Compute R² for each profile-pair in an xarray.Dataset, and append the results directly to the dataset.

Parameters:
  • ds (xr.Dataset) – Dataset with one row per (PAIR_INDEX, DEPTH_bin), and aligned variables for target and ancillary gliders.

  • variables (list of str) – List of variable base names (e.g., [“salinity”, “temperature”]).

  • target_name (str) – Name of the target glider (used in suffix suffix: _TARGET_{name}).

  • ancillary_name (str) – Name of the ancillary glider (used in suffix: _{name}).

Returns:

Same dataset with new variables: r2_{var}_{ancillary_name}, one per profile pair. These will be aligned with the “PAIR_INDEX” dimension only.

Return type:

xr.Dataset

src.toolbox.utils.alignment.plot_r2_heatmaps_per_pair(r2_datasets, variables, target_name=None, r2_thresholds=[0.99, 0.95, 0.9, 0.85, 0.8, 0.75, 0.7], time_thresh_hr=None, dist_thresh_km=None, figsize=(9, 6), save_plots=False, output_path=None, show_plots=True)[source]#

Create ONE heatmap per ancillary pairing showing counts of unique ancillary profiles that meet R² thresholds for each variable. Optionally filter by time/dist thresholds.

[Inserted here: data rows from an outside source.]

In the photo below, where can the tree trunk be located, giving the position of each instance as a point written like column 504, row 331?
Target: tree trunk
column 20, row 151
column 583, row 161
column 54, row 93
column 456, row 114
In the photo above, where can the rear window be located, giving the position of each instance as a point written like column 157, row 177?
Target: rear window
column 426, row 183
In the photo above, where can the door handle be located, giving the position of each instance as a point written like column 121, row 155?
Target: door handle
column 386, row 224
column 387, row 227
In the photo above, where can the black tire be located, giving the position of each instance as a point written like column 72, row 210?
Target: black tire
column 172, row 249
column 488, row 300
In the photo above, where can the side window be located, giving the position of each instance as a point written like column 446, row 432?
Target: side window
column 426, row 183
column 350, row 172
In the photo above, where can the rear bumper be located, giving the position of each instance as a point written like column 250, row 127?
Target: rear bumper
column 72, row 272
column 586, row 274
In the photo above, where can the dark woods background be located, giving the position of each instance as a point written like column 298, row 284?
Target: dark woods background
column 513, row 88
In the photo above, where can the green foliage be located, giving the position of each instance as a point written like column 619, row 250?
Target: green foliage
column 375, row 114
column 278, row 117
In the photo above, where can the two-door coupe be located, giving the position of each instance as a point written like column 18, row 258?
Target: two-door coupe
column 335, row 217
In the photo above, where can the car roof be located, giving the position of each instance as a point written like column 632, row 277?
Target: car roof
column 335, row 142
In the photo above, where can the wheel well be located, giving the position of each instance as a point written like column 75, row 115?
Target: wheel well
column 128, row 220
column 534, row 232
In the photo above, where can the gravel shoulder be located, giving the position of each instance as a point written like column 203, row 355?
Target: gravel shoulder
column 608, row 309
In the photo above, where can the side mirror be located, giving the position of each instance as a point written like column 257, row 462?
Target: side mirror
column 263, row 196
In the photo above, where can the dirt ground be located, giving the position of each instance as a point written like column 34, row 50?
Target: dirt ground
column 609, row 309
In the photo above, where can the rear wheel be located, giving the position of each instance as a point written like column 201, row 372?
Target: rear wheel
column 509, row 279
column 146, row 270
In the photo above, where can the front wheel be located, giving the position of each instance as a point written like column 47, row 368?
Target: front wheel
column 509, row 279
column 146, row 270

src.toolbox.utils.alignment.collect_xy_from_r2_ds(r2_ds, var, target_name, ancillary_name, r2_min=None, time_max=None, dist_max=None)[source]#

From an R² dataset (one ancillary), collect all (x=ancillary, y=target) binned points for a given variable across selected profile pairs, flattening PAIR_INDEX×DEPTH_bin.

Returns: x, y (1D np.ndarrays)

src.toolbox.utils.alignment.fit_linear_map(x, y)[source]#

Fit y = slope * x + intercept using sklearn LinearRegression. Returns dict with slope, intercept, R² (model score), and n.

src.toolbox.utils.alignment.plot_pair_scatter_grid(r2_datasets, variables, target_name, variable_r2_criteria=None, max_time_hr=None, max_dist_km=None, ancillaries_order=None, figsize=None, point_alpha=0.6, point_size=8, equal_axes=True)[source]#

Grid of scatter plots: rows = ancillary, cols = variables. Each panel: ancillary median_{var} vs target median_{var}, all depth bins from pairs that pass R²/time/distance filters. Plots 1:1 and fitted line.

src.toolbox.utils.alignment.apply_linear_map_to_da(da, slope, intercept, out_name=None)[source]#

Apply y = slope * da + intercept to an xarray.DataArray. Returns a new DataArray (optionally renamed).